Önümüzdeki haftanın ilk gününde açıklanacak olan Mart ayı enflasyon gerçekleşmesiyle, Şubat sonunda % 10.1’e fırlayan enflasyonun ne ölçüde bir geri çekilme gösterdiğini izleyeceğiz. Geçen yılın baz etkisi nedeniyle yıllık enflasyonun tek haneli değerlere gerileme göstermesi kesin görünürken, daha önemli olan ise son dönemde enflasyonda gözlenen hızlı yükselişin genel fiyatlama davranışlarına bir bozulma getirip getirmediği olacak. Bir başka deyişle, şimdilik gıda fiyatları ve vergi ayarlamalarıyla sınırlı kalan fiyat artış baskısının diğer fiyat gruplarına sıçrama durumu, kısacası fiyatı artan ürünlerin toplam (TÜFE endeksi içinde 430 madde var) içindeki ağırlığının artıp artmadığı önemli görünüyor. Benzer derecede önemli diğer bir gelişme ise, çekirdek enflasyonda beklediğim yükselişin ne boyutta gerçekleşeceği olacaktır. Merkez Bankası son değerlendirmesinde, temel (çekirdek) enflasyon göstergelerinin geçtiğimiz yıl uygulanan vergi indirimlerinin oluşturduğu baz etkisiyle özellikle Mart ve Nisan aylarında artış göstereceğini, ancak hedefin altında seyretmeye devam edeceğini öngörmüştü. Merkez Bankası’nın kamuoyu ile paylaştığı bir TÜFE hedefi olduğu bilinmektedir, çekirdek enflasyon için ise zımni (örtülü) bir hedefi olduğu anlaşılmaktadır. Bu saptamama Salı günkü yazımda tekrar döneceğim ama bugün önce kısa vadedeki olası gelişmelere ve beklentilerime yer vermek istiyorum. Anketler, Mart ayı TÜFE ortalama beklentisini % 0.5-0.6 ile benim % 0.6 düzeyindeki beklentime yakın gösterirken, bu yöndeki bir gelişmeyle yıllık TÜFE % 9.5-9.6 civarına gerilemiş olacaktır. Merkez Bankası’nın favori çekirdek enflasyon göstergesi olan (I) endeksinin ise % 4’den % 5.1’e yükselmesini bekliyorum. Temel enflasyon eğiliminin bozulmaması (mevsimsel düzeltilmiş aylık % 0.4 artış) durumunda bile H ve I çekirdek fiyat göstergelerindeki yıllık artışın, önümüzdeki aylar boyunca yükselerek mevcut % 4 civarından, % 5.5’un üzerine çıkması normal görünüyor, endişe verici gelişme ise bu normal seviyelerin üzerine doğru bir gidiş gözlenmesi olacaktır. Peki 2010 yılı TÜFE hedefi % 6.5 iken çekirdek enflasyonun % 5’in üzerinde bir eğilim göstermesi TCMB’yi erken harekete geçirebilecek unsurlardan biri midir? Bugün ve Salı günü çıkacak yazılarımda buna cevap aramaya çalışacağım...
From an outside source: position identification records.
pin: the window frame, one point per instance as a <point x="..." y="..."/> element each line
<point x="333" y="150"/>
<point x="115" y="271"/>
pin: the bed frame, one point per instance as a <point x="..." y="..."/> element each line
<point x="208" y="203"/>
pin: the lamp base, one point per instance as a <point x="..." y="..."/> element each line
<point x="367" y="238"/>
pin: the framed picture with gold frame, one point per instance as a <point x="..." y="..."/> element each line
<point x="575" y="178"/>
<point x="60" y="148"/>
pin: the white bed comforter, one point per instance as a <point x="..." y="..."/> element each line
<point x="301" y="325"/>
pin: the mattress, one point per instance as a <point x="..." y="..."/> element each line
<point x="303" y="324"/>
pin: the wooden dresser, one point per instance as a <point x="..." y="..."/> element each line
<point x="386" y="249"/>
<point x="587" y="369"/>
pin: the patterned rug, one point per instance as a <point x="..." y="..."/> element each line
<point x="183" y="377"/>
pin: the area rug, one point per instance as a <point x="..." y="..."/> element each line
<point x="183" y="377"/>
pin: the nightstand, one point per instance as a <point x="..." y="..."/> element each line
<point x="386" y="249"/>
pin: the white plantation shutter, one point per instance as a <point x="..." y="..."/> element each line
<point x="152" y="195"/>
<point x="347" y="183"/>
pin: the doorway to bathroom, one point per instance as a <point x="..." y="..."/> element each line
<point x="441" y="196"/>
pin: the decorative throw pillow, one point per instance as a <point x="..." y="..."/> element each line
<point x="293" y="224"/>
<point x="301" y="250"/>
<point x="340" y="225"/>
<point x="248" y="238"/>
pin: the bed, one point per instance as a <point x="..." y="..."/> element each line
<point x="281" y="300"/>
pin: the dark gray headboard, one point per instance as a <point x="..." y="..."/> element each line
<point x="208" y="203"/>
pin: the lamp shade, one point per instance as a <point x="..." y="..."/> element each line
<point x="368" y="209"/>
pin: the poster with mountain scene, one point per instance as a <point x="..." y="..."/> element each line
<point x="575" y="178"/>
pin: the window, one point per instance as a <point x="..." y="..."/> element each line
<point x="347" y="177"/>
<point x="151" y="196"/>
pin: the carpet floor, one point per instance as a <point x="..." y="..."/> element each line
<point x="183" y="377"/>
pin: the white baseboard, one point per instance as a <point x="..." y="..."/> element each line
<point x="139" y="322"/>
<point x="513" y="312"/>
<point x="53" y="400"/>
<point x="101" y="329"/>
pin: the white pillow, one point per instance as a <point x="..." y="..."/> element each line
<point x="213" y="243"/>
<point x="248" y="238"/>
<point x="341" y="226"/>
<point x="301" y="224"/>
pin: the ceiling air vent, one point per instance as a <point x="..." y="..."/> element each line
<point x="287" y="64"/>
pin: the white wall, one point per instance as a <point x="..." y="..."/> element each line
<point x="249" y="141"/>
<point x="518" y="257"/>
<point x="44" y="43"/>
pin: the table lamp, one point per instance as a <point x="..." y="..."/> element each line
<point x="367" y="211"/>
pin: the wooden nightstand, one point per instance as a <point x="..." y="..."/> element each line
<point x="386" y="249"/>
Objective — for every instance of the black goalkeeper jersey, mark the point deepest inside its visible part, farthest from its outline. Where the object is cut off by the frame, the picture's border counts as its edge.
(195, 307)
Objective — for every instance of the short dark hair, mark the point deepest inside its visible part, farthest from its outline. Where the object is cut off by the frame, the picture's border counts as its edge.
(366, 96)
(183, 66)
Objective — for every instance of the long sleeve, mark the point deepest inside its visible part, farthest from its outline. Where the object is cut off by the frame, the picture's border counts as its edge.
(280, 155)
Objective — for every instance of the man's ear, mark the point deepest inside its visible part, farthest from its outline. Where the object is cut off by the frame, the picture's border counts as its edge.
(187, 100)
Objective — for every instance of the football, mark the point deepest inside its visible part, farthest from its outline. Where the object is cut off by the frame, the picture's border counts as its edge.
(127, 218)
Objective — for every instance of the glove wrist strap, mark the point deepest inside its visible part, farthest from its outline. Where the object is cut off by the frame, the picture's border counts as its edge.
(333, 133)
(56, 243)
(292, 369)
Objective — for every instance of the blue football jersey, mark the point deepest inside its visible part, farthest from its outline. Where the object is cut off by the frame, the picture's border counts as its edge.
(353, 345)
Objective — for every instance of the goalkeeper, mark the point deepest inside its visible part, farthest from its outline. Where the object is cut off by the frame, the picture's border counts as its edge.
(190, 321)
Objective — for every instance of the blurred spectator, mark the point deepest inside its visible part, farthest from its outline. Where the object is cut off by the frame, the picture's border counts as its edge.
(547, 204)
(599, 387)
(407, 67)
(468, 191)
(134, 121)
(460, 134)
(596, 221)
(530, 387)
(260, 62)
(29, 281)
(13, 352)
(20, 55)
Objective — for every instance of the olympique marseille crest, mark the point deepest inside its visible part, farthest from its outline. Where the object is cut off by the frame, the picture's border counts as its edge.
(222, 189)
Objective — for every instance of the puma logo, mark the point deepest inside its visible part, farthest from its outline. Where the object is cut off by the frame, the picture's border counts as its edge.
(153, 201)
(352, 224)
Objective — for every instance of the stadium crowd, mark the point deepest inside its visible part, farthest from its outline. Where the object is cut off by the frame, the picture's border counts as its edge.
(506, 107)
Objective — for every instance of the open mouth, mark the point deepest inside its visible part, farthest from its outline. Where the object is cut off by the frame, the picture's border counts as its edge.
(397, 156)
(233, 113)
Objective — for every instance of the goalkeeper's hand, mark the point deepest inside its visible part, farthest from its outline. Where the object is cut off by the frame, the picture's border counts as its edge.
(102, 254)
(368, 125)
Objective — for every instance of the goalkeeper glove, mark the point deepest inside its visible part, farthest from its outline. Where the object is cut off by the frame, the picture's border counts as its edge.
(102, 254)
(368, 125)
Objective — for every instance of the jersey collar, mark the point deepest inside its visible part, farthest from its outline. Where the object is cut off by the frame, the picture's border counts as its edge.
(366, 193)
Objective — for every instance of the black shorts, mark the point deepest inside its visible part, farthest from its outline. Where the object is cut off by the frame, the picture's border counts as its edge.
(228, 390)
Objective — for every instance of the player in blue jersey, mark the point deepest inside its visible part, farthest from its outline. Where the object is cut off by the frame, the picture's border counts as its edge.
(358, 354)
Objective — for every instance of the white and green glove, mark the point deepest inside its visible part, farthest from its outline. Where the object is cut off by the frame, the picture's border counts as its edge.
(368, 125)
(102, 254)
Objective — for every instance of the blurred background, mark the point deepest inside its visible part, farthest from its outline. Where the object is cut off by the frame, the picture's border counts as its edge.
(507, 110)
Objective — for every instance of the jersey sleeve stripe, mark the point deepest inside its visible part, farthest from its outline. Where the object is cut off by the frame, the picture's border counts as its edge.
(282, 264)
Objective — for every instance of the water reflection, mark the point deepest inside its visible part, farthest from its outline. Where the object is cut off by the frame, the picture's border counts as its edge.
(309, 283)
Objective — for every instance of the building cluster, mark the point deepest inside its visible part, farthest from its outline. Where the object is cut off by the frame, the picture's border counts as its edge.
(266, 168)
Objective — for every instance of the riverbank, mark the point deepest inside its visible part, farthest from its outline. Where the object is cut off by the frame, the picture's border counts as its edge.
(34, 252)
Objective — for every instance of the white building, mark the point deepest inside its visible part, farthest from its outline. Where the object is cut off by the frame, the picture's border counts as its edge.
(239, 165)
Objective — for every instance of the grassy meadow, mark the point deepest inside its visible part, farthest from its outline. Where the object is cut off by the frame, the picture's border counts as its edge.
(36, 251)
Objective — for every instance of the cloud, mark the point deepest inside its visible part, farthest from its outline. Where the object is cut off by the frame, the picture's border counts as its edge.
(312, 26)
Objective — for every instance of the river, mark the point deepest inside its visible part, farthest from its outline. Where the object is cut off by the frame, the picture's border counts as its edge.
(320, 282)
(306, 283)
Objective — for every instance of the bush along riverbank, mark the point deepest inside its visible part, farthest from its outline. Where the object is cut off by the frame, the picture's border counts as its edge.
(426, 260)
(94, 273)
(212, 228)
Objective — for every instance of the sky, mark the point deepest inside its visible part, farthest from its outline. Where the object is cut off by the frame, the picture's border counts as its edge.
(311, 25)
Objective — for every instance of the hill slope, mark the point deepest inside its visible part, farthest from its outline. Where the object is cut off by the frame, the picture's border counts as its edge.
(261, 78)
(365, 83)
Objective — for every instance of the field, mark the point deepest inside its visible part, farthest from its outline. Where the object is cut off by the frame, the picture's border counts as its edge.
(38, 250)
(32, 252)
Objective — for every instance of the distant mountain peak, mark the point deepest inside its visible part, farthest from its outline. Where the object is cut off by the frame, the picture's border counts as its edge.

Merkez Bankası’nın para politikasının kontrolü altında olduğu düşünülen çekirdek enflasyona ilişkin düşünceleri en kapsamlı şekilde, 2012 yılı enflasyon hedefinin % 5 olarak belirlendiğinin açıklandığı 2010 Yılı Para ve Kur Politikası genel duyurusu ekinden izlenebilmektedir. TCMB orta vadeli enflasyon hedefinin % 4’den % 5’e yükseltilmesine gerekçe olarak beş ana unsurdan bahsetmekteydi. Bunlar;
1) Ülke ekonomisine özgü faktörler (yüksek aracılık maliyetleri, dağıtım kanallarındaki verimsizlikler, işgücü piyasası düzenlemelerindeki katılıklar ve bazı sektörlerde aksak rekabet koşulları) ve devam eden yapısal reform süreci (bütçe yapısının yeterince esnek olmaması nedeniyle, kamu dengelerini düzeltmeye yönelik tedbirler dönem dönem enflasyon üzerinde ek bir baskı oluşturabilmekte)
2) Geçmişte yaşanan yüksek enflasyon döneminin oluşturduğu katılıklar (uzun süre yüksek ve yapışkan enflasyonla yaşanmasından dolayı, fiyat artışları ve enflasyon beklentileri belirli bir eşik değerin altına düşmeye direnç göstermekte)
3) AB yakınsama süreci (üyelik sürecindeki ülkelerde fiyatların AB ortalama fiyat seviyesine yakınsama eğilimi göstermesi)
4) Fiyat endekslerinin ölçümüne dair hususlar (kalite, yeni ürün ve alışveriş merkezi ikamesi gibi unsurlardan kaynaklanan yanlılıklar)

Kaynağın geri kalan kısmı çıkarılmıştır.